把电影库搬回家---记一次爬虫之旅

作者: 随想的翅膀 | 来源:发表于2019-06-22 10:43 被阅读8次

把电影库搬回家---记一次爬虫之旅
回家记：一次惊险的回家之旅
过年往事（12）——把回家过年当作旅行（上）
这样开始，品味自然
记国庆回家之旅
好记性
搬家
说点身边的小事吧
爬虫实战（一）——爬取网络小说
回家搬砖

网络爬虫即Web信息抓取，是利用程序下载并处理来自Web的内容，我们每天都在用的百度、搜狗、Google等搜索引擎就在大量的采用这种技术，这些搜索引擎运行了许多Web抓取程序，对网页进行索引。

下面我就一步一步的用Python把豆瓣网站的电影信息抓取出来，然后建立一个电影数据库。

一、环境搭建：
首先我们需要准备几个本次Web抓取需要用到的Python模块：
1、requests：从网上下载文件和网页；

>>> import requests
>>> res=requests.get('http://www.baidu.com')
>>> print(res.text[:100])
<!DOCTYPE html>
<!--STATUS OK--><html> <head><meta http-equiv=content-type content=text/html;charse

2、Beautiful Soup：解析html，即网页编写的格式；

>>> import bs4
>>> res.encoding='utf-8'
>>> soup=bs4.BeautifulSoup(res.text)
>>> print(soup.select('#su'))
[<input class="bg s_btn" id="su" type="submit" value="百度一下"/>]

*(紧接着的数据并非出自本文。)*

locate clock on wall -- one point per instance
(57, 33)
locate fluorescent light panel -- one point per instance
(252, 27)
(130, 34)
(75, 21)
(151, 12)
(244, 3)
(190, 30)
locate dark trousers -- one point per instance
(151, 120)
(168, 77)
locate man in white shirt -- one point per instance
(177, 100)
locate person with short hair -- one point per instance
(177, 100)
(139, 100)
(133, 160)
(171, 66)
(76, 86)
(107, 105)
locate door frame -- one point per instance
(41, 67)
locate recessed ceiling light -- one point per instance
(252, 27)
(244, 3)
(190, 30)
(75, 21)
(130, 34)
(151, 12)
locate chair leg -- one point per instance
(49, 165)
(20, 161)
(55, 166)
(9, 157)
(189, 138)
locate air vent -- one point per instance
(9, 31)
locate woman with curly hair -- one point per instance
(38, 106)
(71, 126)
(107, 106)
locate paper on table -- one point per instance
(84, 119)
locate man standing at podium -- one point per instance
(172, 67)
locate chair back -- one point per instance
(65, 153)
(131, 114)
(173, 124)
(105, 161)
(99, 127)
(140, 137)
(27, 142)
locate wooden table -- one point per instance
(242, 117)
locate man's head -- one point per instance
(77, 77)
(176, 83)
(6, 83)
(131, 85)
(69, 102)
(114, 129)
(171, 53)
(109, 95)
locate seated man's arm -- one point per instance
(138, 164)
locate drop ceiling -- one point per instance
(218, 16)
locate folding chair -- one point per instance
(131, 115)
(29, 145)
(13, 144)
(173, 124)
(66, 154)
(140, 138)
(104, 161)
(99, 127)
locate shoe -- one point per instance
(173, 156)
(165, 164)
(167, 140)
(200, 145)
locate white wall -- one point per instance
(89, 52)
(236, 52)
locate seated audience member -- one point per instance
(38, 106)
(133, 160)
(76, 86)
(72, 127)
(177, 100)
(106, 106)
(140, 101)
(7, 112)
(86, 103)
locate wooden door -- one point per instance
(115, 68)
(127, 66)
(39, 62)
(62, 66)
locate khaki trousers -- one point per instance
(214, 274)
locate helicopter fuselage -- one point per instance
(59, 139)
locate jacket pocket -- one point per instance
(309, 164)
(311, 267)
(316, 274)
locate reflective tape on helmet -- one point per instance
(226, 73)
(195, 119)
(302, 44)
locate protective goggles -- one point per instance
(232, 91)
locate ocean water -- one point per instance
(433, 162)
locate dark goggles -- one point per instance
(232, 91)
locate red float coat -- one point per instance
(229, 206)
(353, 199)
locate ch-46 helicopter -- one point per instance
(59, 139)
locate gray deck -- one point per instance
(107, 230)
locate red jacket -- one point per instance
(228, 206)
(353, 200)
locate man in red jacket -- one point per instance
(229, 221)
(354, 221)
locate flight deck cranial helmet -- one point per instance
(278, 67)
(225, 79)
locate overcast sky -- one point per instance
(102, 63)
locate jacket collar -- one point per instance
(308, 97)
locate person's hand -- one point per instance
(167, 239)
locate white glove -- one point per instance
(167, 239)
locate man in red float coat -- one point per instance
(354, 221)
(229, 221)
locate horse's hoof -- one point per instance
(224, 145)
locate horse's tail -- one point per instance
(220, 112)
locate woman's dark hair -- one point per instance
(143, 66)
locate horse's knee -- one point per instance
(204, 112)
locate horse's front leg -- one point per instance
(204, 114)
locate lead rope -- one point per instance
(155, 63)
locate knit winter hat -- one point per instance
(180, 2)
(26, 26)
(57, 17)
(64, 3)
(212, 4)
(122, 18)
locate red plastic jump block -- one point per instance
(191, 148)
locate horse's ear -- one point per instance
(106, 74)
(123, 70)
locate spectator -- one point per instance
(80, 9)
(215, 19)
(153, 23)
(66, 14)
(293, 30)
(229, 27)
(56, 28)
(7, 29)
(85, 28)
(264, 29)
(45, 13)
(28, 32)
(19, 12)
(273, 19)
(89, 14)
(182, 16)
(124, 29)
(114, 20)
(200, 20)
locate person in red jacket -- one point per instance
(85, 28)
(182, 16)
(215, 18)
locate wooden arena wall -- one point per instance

3、selenium：启动并控制一个Web 浏览器，它能够填写表单，并模拟鼠标在这个浏览器中点击，听到这大家可能明白了，这个模块主要用于Web页面的自动化测试；

>>> from selenium import webdriver
>>> browser=webdirver.FireFox()

被控制的浏览器

5、MongoDB：在任何应用中都需要持久化存储，一般持久化存储有三种机制：文件、数据库系统以及一些混合类型，数据库是持久化存储的流行解决方案。MongDB是非关系数据库（NoSQL，就是说在关系数据库中表和行、列，在这里对应的则是集合和文档、key。MongoDB的数据存储于JSON串中,json和python中的字典很相似，所以用Python操作MongoDB可以得心应手；另外在MongoDB中存储的数据其实就是一个对象，在关系数据库中几张二维表才能完成的事情，在MongoDB中一个集合就能搞定。
安装工具
1、安装python 3，此处省略5万字，出门左转就是官网；
2、安装好python后进入命令行窗口，敲入以下命令：

pip install requests  
pip install bs4
pip install pymongo
pip install selenium

二、网页分析
用chrome打开豆瓣网站，进入选电影页面，按F12打开开发者工具看看网站结构，只能看到一堆字典形式HTML代码，无法看到具体类容

网站长这个样
滚动鼠标到页面最下面，有个“加载更多”链接，点击后继续展示电影海报，连续点击几次发现每次显示20部电影海报，而且页面没有刷新，确定是通过AJAX加载的电影数据

加载更多
把开发者工具切换到'Network',点击‘XHR'查看AJAX请求，每点击一次’加载更多'就会出现一些新的请求，注意观察AJAX的请求，发现这个请求只有page_start在变化，而且表变化的规律是每次增加20。再回过头观察Query String Parameters 和requests.URL。会发现从https://movie.douban.com/j/search_subjects?后开始参数都是按顺序拼接的。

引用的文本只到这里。